In a stunning decision, the United States Electoral Commission has awarded the Presidency of the United States to Illinois Senator Barack Obama. Citing an obscure provision in the Electoral Count Act of 1877, the Commission disqualified Senator John McCain for “failing to rejoin his campaign” after suspending it on the 25th of September.
The McCain Campaign vehemently objected to the Commission awarding Senator Obama the Presidency. While admitting they were unaware of the provision, the McCain campaign declared Senator McCain’s failure to restart his campaign after suspending it was “a very big misunderstanding.”

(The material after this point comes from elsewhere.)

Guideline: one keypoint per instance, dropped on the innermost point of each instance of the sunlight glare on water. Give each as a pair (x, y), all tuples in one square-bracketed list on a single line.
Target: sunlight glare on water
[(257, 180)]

“There was a mistake, an inadvertent mistake," McCain spokesperson said. “and it should not disqualify a patriot and war hero from the highest office in the land.”
The Obama Campaign stated that the rules stating a candidate must rejoin his campaign after suspending it were unequivocal. “The rules are clear, direct, obvious, unmistakable and were fully understood by our candidate.”

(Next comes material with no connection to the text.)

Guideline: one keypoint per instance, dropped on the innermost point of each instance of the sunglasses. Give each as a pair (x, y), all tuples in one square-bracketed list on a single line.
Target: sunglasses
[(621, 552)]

“I am vigorously going to fight this," Senator McCain vowed. "I will not let down the people of America who want real change. I believe the people want to elect me [and] want me to do a good job and I am going to do a good job for them by finishing this race. This is an ugly and unpleasant situation that has been thrust upon me and my family. This situation is not fair, it is inaccurate and therefore [it] must not be allowed to stand."
Commission officials, while sympathetic, said the rejoin rule is at the heart of the honor system that underpins the United States electoral process.
"Bottom line, running for President of the United States is a gentleman’s contest and candidates for that office are held accountable for sustaining their campaigns,” a Commission spokesperson said.